Sports Illustrated is the latest publication to face scandalous revelations about its use of AI to produce articles. More precisely, SI claims that it innocently bought AI-generated articles from AdVon, which AdVon claims were human-written even though they had fake authors with fake headshots and fake bios. One seasoned sportswriter pointed out that “The conventions of sports writing—the who, what, when, where and how—are so established at this point that they are unusually easy to emulate by a robot,”
But SI is not the only miscreant to use generative AI content without copping to it. Pew Research found that about 20% of kids who know about ChatGPT have used it to help with their homework. The proportion is higher for more affluent kids, and these are the kids who are most likely to have heard of ChatGPT in the first place. AI tools give them yet another advantage over the young people on the other side of the digital divide.
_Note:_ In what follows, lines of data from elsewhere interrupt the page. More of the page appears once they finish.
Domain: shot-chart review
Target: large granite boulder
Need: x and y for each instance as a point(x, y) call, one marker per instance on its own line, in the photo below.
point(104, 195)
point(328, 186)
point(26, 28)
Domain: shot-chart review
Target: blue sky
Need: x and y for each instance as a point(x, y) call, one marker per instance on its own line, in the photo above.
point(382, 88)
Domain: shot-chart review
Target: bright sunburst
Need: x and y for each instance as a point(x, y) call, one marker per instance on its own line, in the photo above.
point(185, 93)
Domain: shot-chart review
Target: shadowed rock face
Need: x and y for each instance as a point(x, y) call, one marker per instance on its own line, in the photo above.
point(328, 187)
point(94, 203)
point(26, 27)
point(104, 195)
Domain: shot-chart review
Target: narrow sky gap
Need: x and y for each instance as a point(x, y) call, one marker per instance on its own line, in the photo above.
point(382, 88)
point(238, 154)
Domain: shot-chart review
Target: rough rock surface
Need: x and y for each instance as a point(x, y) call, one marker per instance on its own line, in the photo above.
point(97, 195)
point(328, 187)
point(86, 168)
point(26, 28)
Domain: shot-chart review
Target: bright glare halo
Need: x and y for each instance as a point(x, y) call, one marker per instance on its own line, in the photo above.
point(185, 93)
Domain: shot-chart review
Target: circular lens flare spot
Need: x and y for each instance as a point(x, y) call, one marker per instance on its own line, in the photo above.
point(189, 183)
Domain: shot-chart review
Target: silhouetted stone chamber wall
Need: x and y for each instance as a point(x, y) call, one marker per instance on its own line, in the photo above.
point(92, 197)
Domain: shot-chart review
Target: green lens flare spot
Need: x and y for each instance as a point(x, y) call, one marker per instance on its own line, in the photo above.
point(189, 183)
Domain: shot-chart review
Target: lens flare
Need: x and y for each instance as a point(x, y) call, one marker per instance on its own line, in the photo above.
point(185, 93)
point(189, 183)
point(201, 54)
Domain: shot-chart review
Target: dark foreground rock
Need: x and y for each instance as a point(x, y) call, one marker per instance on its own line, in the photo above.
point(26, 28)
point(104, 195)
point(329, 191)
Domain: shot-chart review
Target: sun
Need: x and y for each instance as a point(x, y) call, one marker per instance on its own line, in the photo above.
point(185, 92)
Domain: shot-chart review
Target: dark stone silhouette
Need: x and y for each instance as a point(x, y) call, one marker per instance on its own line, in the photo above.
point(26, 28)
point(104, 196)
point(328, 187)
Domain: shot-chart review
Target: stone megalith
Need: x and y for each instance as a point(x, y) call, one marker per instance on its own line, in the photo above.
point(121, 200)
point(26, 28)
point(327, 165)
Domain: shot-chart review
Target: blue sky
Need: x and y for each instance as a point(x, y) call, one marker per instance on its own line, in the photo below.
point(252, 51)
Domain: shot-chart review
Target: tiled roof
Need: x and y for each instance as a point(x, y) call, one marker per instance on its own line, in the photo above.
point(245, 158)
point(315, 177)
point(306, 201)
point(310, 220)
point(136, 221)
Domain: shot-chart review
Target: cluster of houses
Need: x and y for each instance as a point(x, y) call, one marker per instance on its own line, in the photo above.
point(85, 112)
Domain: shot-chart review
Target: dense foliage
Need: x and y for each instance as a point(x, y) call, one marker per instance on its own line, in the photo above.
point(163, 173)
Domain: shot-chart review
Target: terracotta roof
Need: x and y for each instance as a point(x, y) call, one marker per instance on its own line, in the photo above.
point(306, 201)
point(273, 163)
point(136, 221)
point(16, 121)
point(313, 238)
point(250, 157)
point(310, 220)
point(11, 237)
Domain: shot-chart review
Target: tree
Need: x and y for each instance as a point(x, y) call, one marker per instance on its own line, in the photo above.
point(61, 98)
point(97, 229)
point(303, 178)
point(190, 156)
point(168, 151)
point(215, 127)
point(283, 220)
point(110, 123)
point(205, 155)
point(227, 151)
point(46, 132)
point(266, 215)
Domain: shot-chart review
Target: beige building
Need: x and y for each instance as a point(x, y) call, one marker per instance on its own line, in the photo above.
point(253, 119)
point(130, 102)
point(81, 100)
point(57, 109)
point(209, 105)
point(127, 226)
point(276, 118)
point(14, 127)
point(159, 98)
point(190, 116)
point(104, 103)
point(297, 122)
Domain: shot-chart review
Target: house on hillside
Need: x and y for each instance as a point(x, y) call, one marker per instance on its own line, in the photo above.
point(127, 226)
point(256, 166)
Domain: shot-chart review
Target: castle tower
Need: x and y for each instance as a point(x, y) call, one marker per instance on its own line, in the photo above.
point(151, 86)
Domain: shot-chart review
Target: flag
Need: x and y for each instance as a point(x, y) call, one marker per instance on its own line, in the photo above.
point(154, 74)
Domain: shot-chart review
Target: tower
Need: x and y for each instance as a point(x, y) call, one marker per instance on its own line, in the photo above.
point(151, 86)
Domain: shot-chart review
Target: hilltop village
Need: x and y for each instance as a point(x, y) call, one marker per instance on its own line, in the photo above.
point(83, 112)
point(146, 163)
And it’s not just school and leisure that are being affected by AI dishonesty. Lawyers have used ChatGPT to write up briefs, since automating jobs that are dull, dirty, and dangerous is normal behavior. Unfortunately, they’ve repeatedly found that their robot helper makes thing sup, including cases cited as precedents. In a case that threatened sanctions for the lawyer discovers using AI, the attorney explained that he “did not understand it was not a search engine, but a generative language-processing tool.”
Regulations?
This kind of issue doesn’t come up in manufacturing. Our use of automation is straightforward. We don’t pretend that an artisan painstakingly hand-carved the goods we churn out in our factories. When we use AI to plan maintenance or to optimize workflow, we’re more likely to brag about it than to hush it up.
But that’s on the factory floor. Do you use Microsoft Outlook’s email suggestions, sending, “No problem! Have a great day!” with one click instead of thinking through a personal answer? Maybe you’ve got a chatbot at your company website, pretending to be a caring customer service representative when it’s actually powered by an algorithm? Chances are good that you’re using AI somewhere in your hiring process. These actions could trigger complaints if regulations requiring honest admission of AI use were constructed, as has been proposed.
The White House‘s proposed AI regulations require the Secretary of Commerce to come up with ways to do the following things:
(i) authenticating content and tracking its provenance;
(ii) labeling synthetic content, such as using watermarking;
(iii) detecting synthetic content;
They also include this: “In the workplace itself, AI should not be deployed in ways that undermine rights, worsen job quality, encourage undue worker surveillance, lessen market competition, introduce new health and safety risks, or cause harmful labor-force disruptions.” We can imagine ways that covert use of AI could lead to these kinds of issues.
It’s clear that we as a society aren’t fully accepting of the use of generative AI the way we accept the use of calculators. It also seems fairly clear that we don’t have full consensus that all use of AI should be openly acknowledged. We probably need to make decisions about this soon.